簡単にいえば魔法学園とは『将来王宮の騎士や高官を目指す者などを育成する教育機関』らしい。事実、この国の有名人は学園出身であることが多いとか。
魔法学園は案外悪くないかもしれない。お金もかからず寮もついているらしいし。
「アスラさんは学園の学園長なのよ。ま、まぁとりあえず中にどうぞ。貴女もね」
あ、学園長先生でしたかぁ……。こんな人が学園長で大丈夫なのかちょっと心配だけど。
私が旅人と言ったことに少し安堵したのか、メルさんは私に対して様付けをのけたようだった。
私とアスラさんはメルさんに連れられて、木製のテーブルセットに座る。
しばらくするとお茶のようなものをメルさんが持ってくると、話が始まった。
「それで……あなたのお名前と親、それに年齢を教えてもらってもいい?」
「あぁ……はい。ぼ……私の名前は【カリン・イース】です。年齢は16で……」
危ない危ない。姿が女なのに「僕」なんて言ったら変に思われてしまう。……いや、ボクッ娘とかそういう変な説が生まれるだけか。嫌だな……
カリンのゲームの中での設定は確か16歳であったはずだ。まぁ、身長的的なことも考えるとそんなに疑われないと思う。
「親は……」
なんて言おう。異世界とかそんな概念ないだろうし、ないと言っても不審がられるだろうし。

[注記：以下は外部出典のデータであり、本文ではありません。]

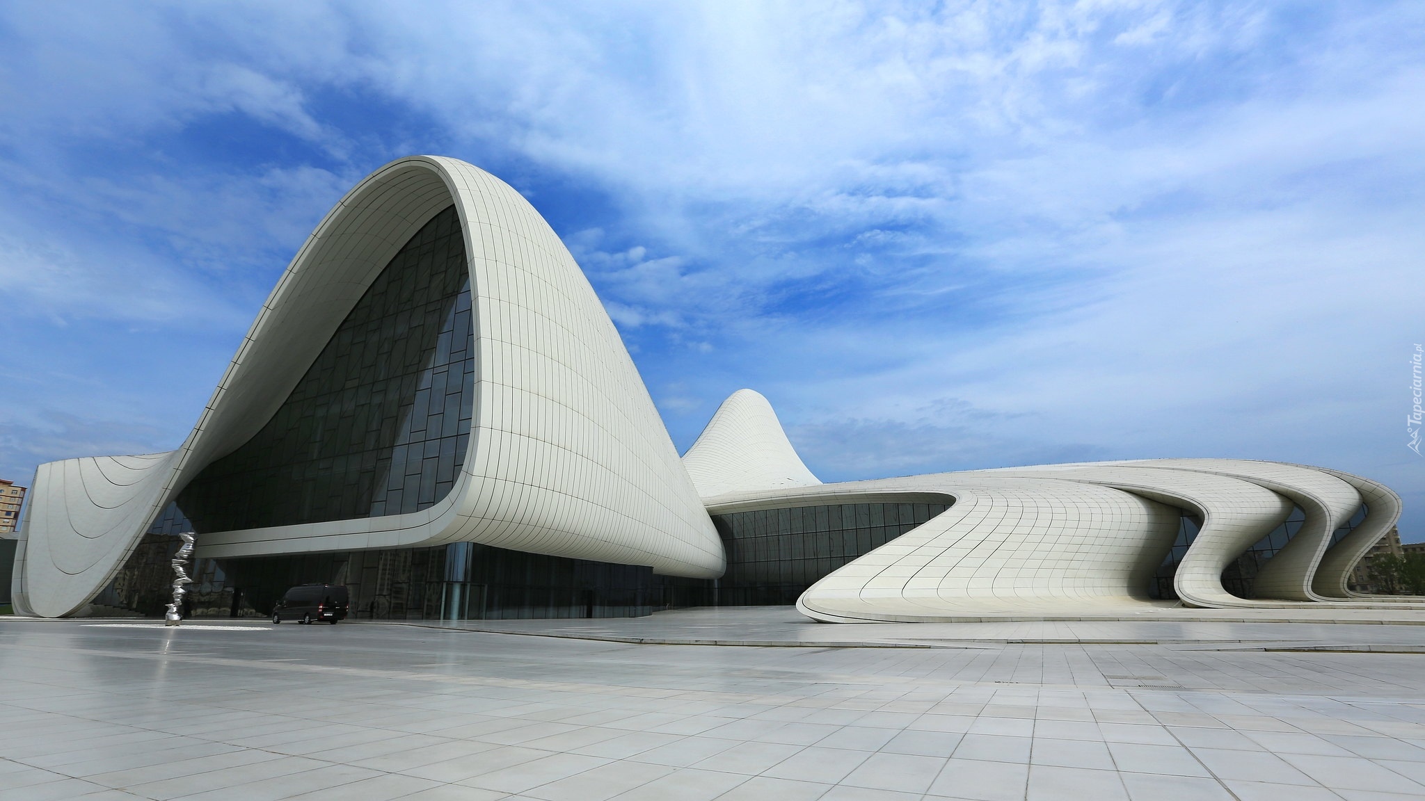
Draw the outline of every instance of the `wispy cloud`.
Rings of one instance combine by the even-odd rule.
[[[0,11],[27,346],[235,343],[348,185],[443,153],[566,237],[684,446],[751,385],[841,477],[1233,455],[1425,502],[1419,4],[84,9]]]

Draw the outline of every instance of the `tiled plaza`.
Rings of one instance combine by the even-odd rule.
[[[0,619],[0,798],[1425,797],[1425,626],[509,627]]]

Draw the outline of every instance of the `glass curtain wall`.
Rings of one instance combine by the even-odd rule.
[[[949,503],[838,503],[714,515],[712,523],[727,549],[727,573],[714,583],[714,597],[707,603],[797,603],[807,587],[832,570],[949,507]]]
[[[475,328],[455,207],[356,302],[272,419],[178,496],[198,532],[418,512],[465,462]]]

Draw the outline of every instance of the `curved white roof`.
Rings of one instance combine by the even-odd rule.
[[[751,389],[722,400],[683,466],[704,499],[821,483],[788,442],[772,405]]]
[[[40,467],[19,609],[68,614],[152,517],[256,433],[390,258],[455,205],[470,269],[476,419],[450,493],[409,515],[204,533],[198,556],[477,542],[717,577],[722,544],[618,332],[573,257],[512,187],[453,158],[386,164],[282,274],[198,425],[172,453]]]

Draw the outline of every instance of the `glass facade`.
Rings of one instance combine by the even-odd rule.
[[[1292,506],[1291,515],[1287,515],[1287,520],[1282,524],[1253,543],[1251,547],[1227,566],[1227,570],[1223,570],[1223,589],[1240,599],[1257,597],[1253,591],[1257,573],[1261,572],[1268,559],[1287,547],[1287,543],[1291,542],[1291,537],[1297,536],[1297,532],[1301,530],[1301,524],[1305,522],[1307,513],[1300,506]]]
[[[473,381],[452,205],[390,259],[262,430],[204,469],[178,506],[200,533],[425,509],[465,462]]]
[[[839,503],[714,515],[727,550],[727,573],[715,584],[714,604],[797,603],[832,570],[949,507],[945,502]]]
[[[1331,546],[1337,544],[1338,542],[1344,540],[1345,536],[1349,534],[1351,532],[1354,532],[1355,527],[1359,526],[1361,522],[1365,520],[1365,516],[1369,515],[1369,513],[1371,513],[1371,507],[1362,503],[1361,507],[1355,510],[1355,515],[1351,515],[1349,520],[1347,520],[1345,523],[1341,523],[1340,529],[1331,532],[1331,543],[1327,547],[1331,547]]]
[[[1203,522],[1197,517],[1196,512],[1188,512],[1186,509],[1178,510],[1181,513],[1177,540],[1173,543],[1173,550],[1168,552],[1167,557],[1163,560],[1161,567],[1153,576],[1149,584],[1149,594],[1156,599],[1176,599],[1177,593],[1173,590],[1173,576],[1177,573],[1177,564],[1187,554],[1187,546],[1193,544],[1197,539],[1197,532],[1203,527]],[[1351,529],[1361,524],[1365,519],[1365,506],[1362,506],[1357,513],[1342,523],[1340,529],[1331,536],[1331,544],[1341,542]],[[1287,547],[1291,537],[1301,532],[1301,526],[1307,522],[1307,513],[1300,506],[1292,506],[1291,513],[1287,520],[1271,530],[1267,536],[1261,537],[1250,549],[1247,549],[1241,556],[1233,560],[1231,564],[1223,570],[1223,589],[1240,599],[1254,599],[1254,584],[1257,580],[1257,573],[1267,564],[1267,560],[1277,554],[1281,549]]]
[[[1203,519],[1196,512],[1188,512],[1187,509],[1178,509],[1177,512],[1177,539],[1173,540],[1173,549],[1163,557],[1163,564],[1159,566],[1149,582],[1149,597],[1163,600],[1177,599],[1177,590],[1173,589],[1173,577],[1177,576],[1177,566],[1187,556],[1187,547],[1193,544],[1193,540],[1197,539],[1197,532],[1203,529]]]
[[[190,570],[188,614],[265,617],[289,587],[318,582],[345,584],[358,620],[631,617],[684,606],[791,604],[822,576],[948,507],[846,503],[718,515],[714,523],[728,553],[720,580],[475,543],[198,559]],[[191,524],[170,505],[94,603],[161,616],[172,582],[168,560],[185,530]]]

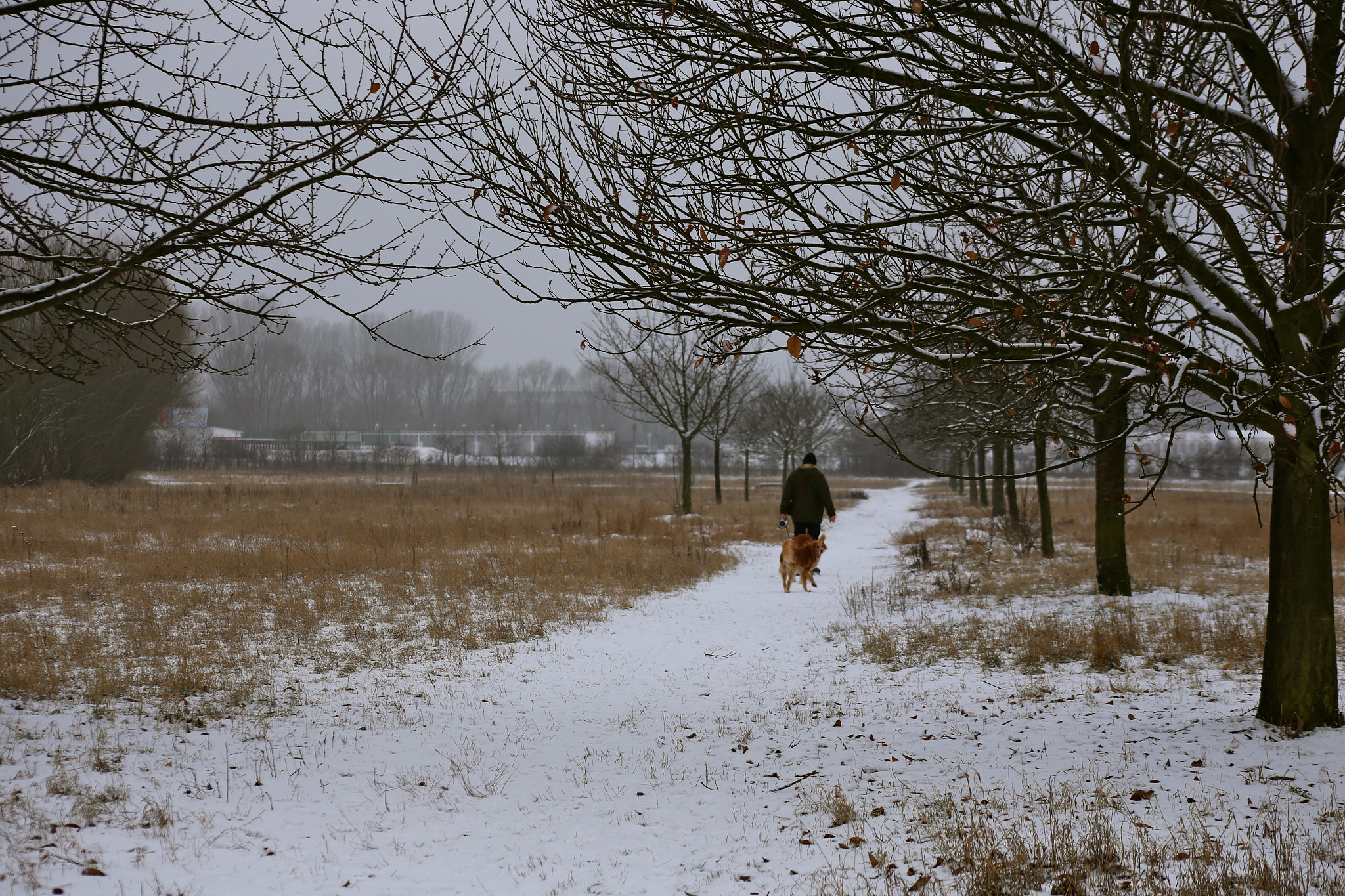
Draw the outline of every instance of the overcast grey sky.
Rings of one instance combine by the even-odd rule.
[[[342,304],[354,308],[360,300],[367,301],[367,297],[352,292],[343,297]],[[379,306],[379,312],[387,316],[405,310],[455,312],[472,321],[476,333],[491,330],[476,355],[479,367],[522,364],[543,357],[574,369],[578,367],[574,352],[581,339],[574,330],[592,320],[592,310],[584,305],[561,308],[555,302],[515,302],[506,298],[495,283],[472,271],[412,283]],[[330,320],[335,313],[309,302],[297,310],[297,316]]]

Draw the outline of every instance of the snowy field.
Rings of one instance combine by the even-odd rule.
[[[1255,856],[1272,826],[1340,836],[1345,732],[1255,721],[1255,676],[857,658],[834,627],[846,586],[907,562],[890,535],[916,504],[876,490],[843,513],[812,594],[784,594],[777,549],[744,544],[697,588],[464,665],[295,677],[292,712],[266,720],[188,731],[125,703],[7,703],[3,884],[954,893],[975,873],[968,829],[1059,840],[1077,827],[1064,818],[1147,849],[1143,880],[1091,866],[1143,891],[1213,850]],[[1026,889],[1084,892],[1038,879]]]

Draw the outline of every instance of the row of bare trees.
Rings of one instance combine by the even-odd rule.
[[[535,90],[484,81],[464,103],[459,207],[486,234],[461,228],[471,261],[515,296],[674,316],[707,352],[788,334],[898,455],[882,420],[948,380],[978,383],[1005,438],[1059,411],[1079,434],[1054,462],[1096,459],[1100,520],[1127,509],[1107,477],[1134,433],[1205,420],[1250,453],[1264,433],[1270,457],[1248,459],[1274,488],[1258,713],[1338,723],[1345,5],[515,15],[523,36],[499,54]],[[515,240],[566,292],[534,289],[537,262],[525,277],[500,253]]]
[[[607,400],[632,420],[656,423],[681,442],[681,510],[691,512],[691,443],[714,446],[714,500],[724,501],[722,449],[742,451],[744,498],[755,445],[769,446],[787,476],[791,461],[835,441],[843,419],[830,396],[794,371],[768,380],[757,356],[707,356],[691,333],[675,328],[600,320],[586,334],[584,369],[605,387]]]
[[[884,422],[972,382],[997,438],[1096,458],[1099,520],[1134,433],[1241,441],[1274,492],[1258,715],[1338,723],[1345,4],[538,0],[494,44],[467,8],[178,9],[0,7],[0,326],[44,328],[11,371],[97,340],[199,367],[227,334],[190,302],[278,324],[443,274],[453,203],[455,262],[507,293],[675,320],[706,364],[790,337],[898,457]],[[130,282],[147,313],[109,304]]]

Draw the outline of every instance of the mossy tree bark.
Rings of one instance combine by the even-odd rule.
[[[682,439],[682,513],[691,512],[691,439]]]
[[[1275,439],[1266,657],[1256,716],[1297,729],[1340,724],[1330,489],[1310,426]]]
[[[720,486],[720,439],[714,439],[714,502],[724,504],[724,489]]]
[[[752,500],[752,449],[742,449],[742,502]]]
[[[1056,533],[1050,528],[1050,492],[1046,489],[1046,434],[1037,430],[1032,439],[1037,454],[1037,513],[1041,517],[1041,556],[1056,556]]]
[[[976,488],[981,489],[981,506],[990,506],[990,494],[986,490],[986,446],[976,446]],[[975,489],[972,489],[975,494]]]
[[[1096,485],[1096,519],[1093,523],[1098,560],[1098,591],[1108,595],[1130,594],[1130,564],[1126,559],[1126,443],[1122,435],[1130,422],[1130,391],[1116,390],[1104,395],[1093,416],[1093,439],[1103,449],[1093,458]]]
[[[991,476],[990,481],[990,516],[1003,516],[1005,514],[1005,443],[1003,439],[995,439],[990,445],[990,463]]]

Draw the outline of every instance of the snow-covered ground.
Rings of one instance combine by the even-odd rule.
[[[187,731],[128,705],[4,704],[3,883],[702,896],[846,876],[901,891],[951,880],[912,823],[936,798],[1010,818],[1034,789],[1076,782],[1122,794],[1118,811],[1155,837],[1190,821],[1188,799],[1210,830],[1272,798],[1326,807],[1345,732],[1264,728],[1248,676],[893,672],[850,656],[829,634],[842,588],[902,562],[889,535],[915,504],[880,490],[843,513],[812,594],[784,594],[777,548],[748,544],[728,574],[546,641],[295,677],[293,712],[265,721]],[[838,785],[858,819],[831,829],[816,805]]]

「あぁそうそうアスラさん、この子は今日そこに倒れてたの。旅人だそうだから……」
メルさんが微笑みながらそう言う。
「今日…………というか、旅人ならその服装は歩きにくいんじゃない?」
「まぁまぁ……。こんな上等な服をきているんだから生まれの血筋がいいことは明らかよ。歩きにくいとは思うけど、何か理由があるんだったら仕方ないわ。なんにせよこの子なら安心よ」
「まぁ、メルさんが言うならいっか。……よし、最後はカリンちゃん、君が行きたいかどうかだよ?」
アスラさんが私の方をじっと見つめる。
え、どうするかって?もう答えは決まってる。メルさんに迷惑をかけるわけにもいかないし、どっちにしろこの世界で生きていく術は身につけなければいかない。
そこまで考えると私ははっきりと言い切った。
「行きます」
私はこの日、明後日に開かれる【アスラ魔法学園入学式】に正式に出ることとなった。
それからは少し時間があるとのことで、近くを散歩していたりして時間を消費したり農作業を手伝ってみたりしていた。
その後はメルさんに見送られ、アスラさんが乗ってきた幌馬車に乗って【王都】へ向かうことに。
うん、まぁ今のところ異世界暮らしに問題なし。とりあえずあとは典型的な【最強】目指すのみ!
……あとできればだけど一度家に帰って友達に最後の挨拶くらいしておきたいね。